Kolonaki is an upscale, central residential neighbourhood of Athens at the foot of Lycabettus Hill. It's known for its cafe culture around Kolonaki Square, independent boutiques and Greek designers, and small, high-quality museums including the Benaki Museum and the Museum of Cycladic Art. It's the calm, refined alternative to touristy Plaka, and it's an 8 to 12 minute flat walk from Syntagma Square and the metro.
What are the best things to do in Kolonaki, Athens?
Sit for a slow freddo coffee at a cafe on Kolonaki Square, browse the independent boutiques and design shops on the streets above it, walk or ride the funicular up Lycabettus Hill for the best sunset view in Athens, and visit the Benaki Museum and the Museum of Cycladic Art. The whole neighbourhood is walkable, and the Acropolis and historic centre are a short stroll or a couple of metro stops away.
How do you get from Kolonaki to the Acropolis?
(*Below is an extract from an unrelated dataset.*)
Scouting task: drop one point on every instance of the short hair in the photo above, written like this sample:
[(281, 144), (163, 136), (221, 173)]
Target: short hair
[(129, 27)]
It's an easy, mostly downhill walk through the centre of Athens, roughly 20 to 25 minutes on foot, or a couple of stops on the metro from Syntagma or Evangelismos if the day is hot. Kolonaki is genuinely central, so most sights, including the Acropolis, are reachable on foot.
Is Kolonaki a good area to stay in Athens?
Yes, if you want a calm, safe, genuinely central base that feels like a real Athenian neighbourhood rather than a tourist strip. Kolonaki is walkable to Syntagma, the metro and the Acropolis, and it's quieter and more residential than Plaka. The main caveat is that it's built on a slope, so the upper streets are steep. For a lively, nightlife-heavy base, other neighbourhoods suit better.
How do you get up Lycabettus Hill?
Two ways: walk up the stepped paths through the pine, which is a real climb, or take the funicular (the teleferik), which runs up through the hill and saves your legs. At the summit you'll find the Chapel of St George and the widest viewpoint in central Athens, with the Acropolis and the sea in view on a clear day.